Should there be no delays, the Model 3 will be available by 2017. With a two year buffer from now until then, a lot can happen. Seeing as though Tesla does not have a car priced below $40,000, any blip in the stock market could have dire consequences for the electric car manufacturer. With the BMW i3, Mercedes Benz B Class, Chevy Spark, Chevy Volt, Ford Focus Electric, and Volkswagen e-Golf to name a few, other car companies are already in a position to survive any turbulence in the markets. Tesla on the other hand, is not.
While Tesla can boast that their cars get better range, they can’t be prideful of their price tags. Consumers will compromise and sacrifice range for price. That’s the way it is now, and in a rough economy, that’s the way it will be then. Tesla is selling cool, but not practicality. Their fan base consists of window shoppers who daydream about owning the electric car, but when push comes to shove, only a small minority will tighten the belt and purchase the Model S, and in a few months the Model X.
Oil prices have now hit a 7 year low, and currently the price is hovering around or below $40 a barrel. Not a good sign for any electric car brand or model, and it’s no coincidence that car manufacturers are now advertising performance over being energy efficient.

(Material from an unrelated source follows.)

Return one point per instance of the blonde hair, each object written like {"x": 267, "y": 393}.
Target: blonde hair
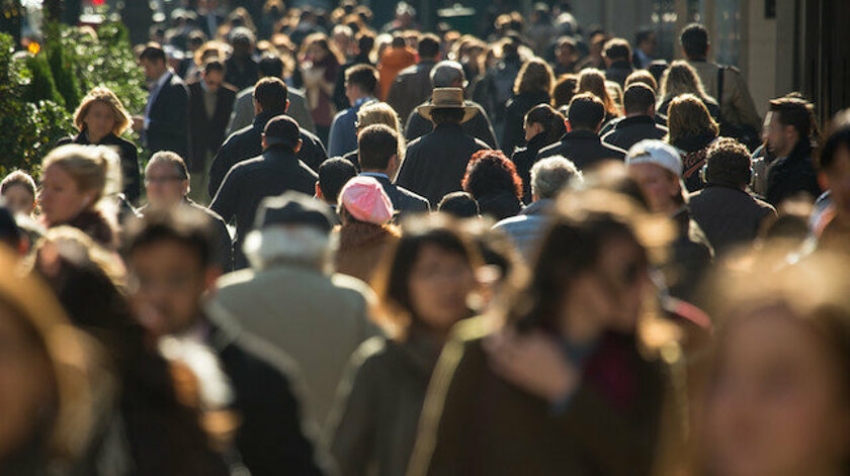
{"x": 105, "y": 96}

The future isn’t certain however, and any adversity our economy faces is always something to watch. The automotive industry will inevitably be part of the highs and lows, and it’s during the dark times that we learn which companies can and will survive , and the ones that we’ll look back on thinking about the what ifs. Tesla may be one of those companies that’s not strong enough to survive, especially if their Model 3 does not hit the market while the economy is still strong.
After the recession in 2008, the luxury brands learned from their mistakes. They added cheaper cars to their lineups to sustain themselves during adverse times. These powerhouse manufacturers are in a position to survive.The smaller car brands may be on life support for a while should we dip back into a recession, or face volatility for a period of 6-12 months.